Dottor Albamonte, lei è tra i maggiori esperti in tema di indagini per frodi informatiche. I suoi accertamenti alla Procura di Roma hanno riguardato anche il furto di dati sensibili.
I dati sensibili hanno sicuramente un valore commerciale, come ci racconta anche la vicenda Facebook-Cambridge Analytica. Chi avrebbe mai immaginato che i dati personali sarebbero stati usati per capire l’andamento politico di determinate categorie di soggetti o per indirizzare dei messaggi di propaganda elettorale?
Possiamo parlare di un business smisurato?
Certo. Immaginiamo, per esempio, il valore che potrebbero avere dei dati sulla salute dei cittadini per una azienda farmaceutica.
Cosa ne pensa del trattamento sanzionatorio in caso di furto di dati sensibili?
Noi abbiamo una legislazione sulla privacy sicuramente adeguata. Quello che non è adeguato è il livello sanzionatorio.
Ci spieghi.
La normativa è in via di revisione (allo studio c’è una bozza di decreto legislativo per armonizzare la disciplina europea con quella nazionale, ndr) da quanto risulta c’è il rischio che le sanzioni restino invariate rispetto al codice della Privacy, che nel caso di furto di dati sensibili prevede nel massimo una sanzione fino a tre anni di reclusione.

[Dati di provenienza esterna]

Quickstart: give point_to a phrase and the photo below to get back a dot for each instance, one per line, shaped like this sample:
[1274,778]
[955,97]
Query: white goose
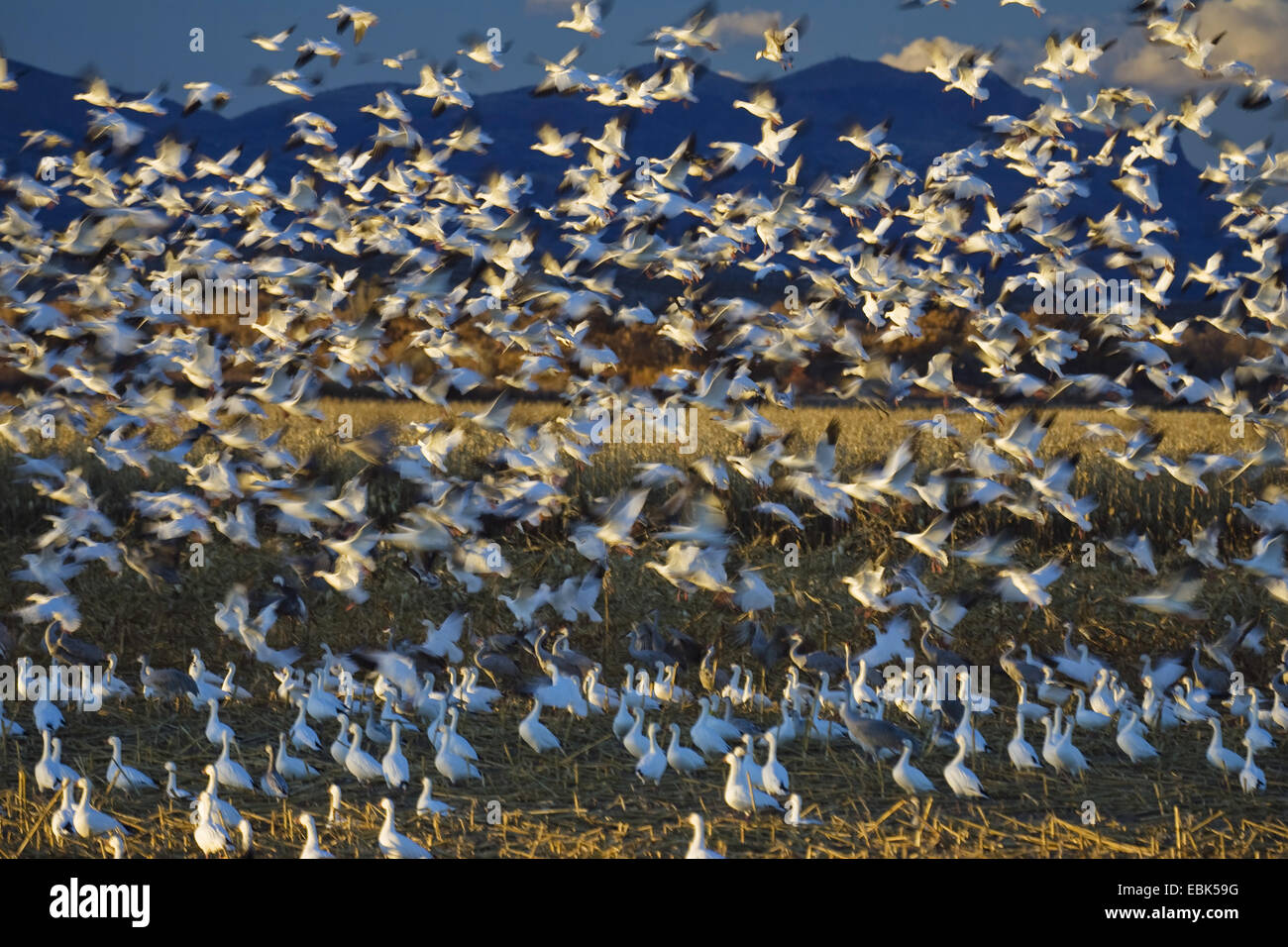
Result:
[774,776]
[426,804]
[120,776]
[451,764]
[231,774]
[312,849]
[536,733]
[89,821]
[359,762]
[1220,758]
[1131,740]
[739,793]
[394,844]
[1020,751]
[215,728]
[909,777]
[210,838]
[51,771]
[394,764]
[652,766]
[960,779]
[698,844]
[291,767]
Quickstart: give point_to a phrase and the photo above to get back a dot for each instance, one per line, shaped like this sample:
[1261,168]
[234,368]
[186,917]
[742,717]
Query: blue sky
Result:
[140,44]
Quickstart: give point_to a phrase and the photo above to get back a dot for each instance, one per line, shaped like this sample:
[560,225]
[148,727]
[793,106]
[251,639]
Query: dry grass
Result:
[588,801]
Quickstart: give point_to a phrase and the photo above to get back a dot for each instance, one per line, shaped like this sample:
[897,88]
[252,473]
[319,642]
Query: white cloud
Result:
[1254,33]
[747,24]
[915,55]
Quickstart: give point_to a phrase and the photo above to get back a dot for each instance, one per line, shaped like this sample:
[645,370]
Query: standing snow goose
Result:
[291,767]
[451,764]
[51,771]
[635,741]
[394,844]
[1089,719]
[536,733]
[1250,777]
[739,793]
[394,764]
[774,776]
[1218,757]
[230,772]
[271,783]
[210,838]
[909,777]
[359,762]
[62,822]
[340,746]
[120,776]
[1131,740]
[1019,749]
[698,844]
[426,804]
[652,766]
[681,758]
[217,728]
[312,849]
[89,821]
[171,784]
[960,779]
[226,813]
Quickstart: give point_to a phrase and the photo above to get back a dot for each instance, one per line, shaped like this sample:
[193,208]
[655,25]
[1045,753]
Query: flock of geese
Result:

Non è escluso il rischio di una depenalizzazione.
Sanzioni lievi rispetto al mercato che possono avere questi dati.
Paradossalmente il furto di un pezzo di provolone in un supermercato è punito più gravemente della sottrazione di credenziali di accesso di una banca, dati che possono essere rivenduti a caro prezzo nel deep web, quella parte di internet dove l’attività criminale riesce a sfuggire ai controlli delle forze dell’ordine.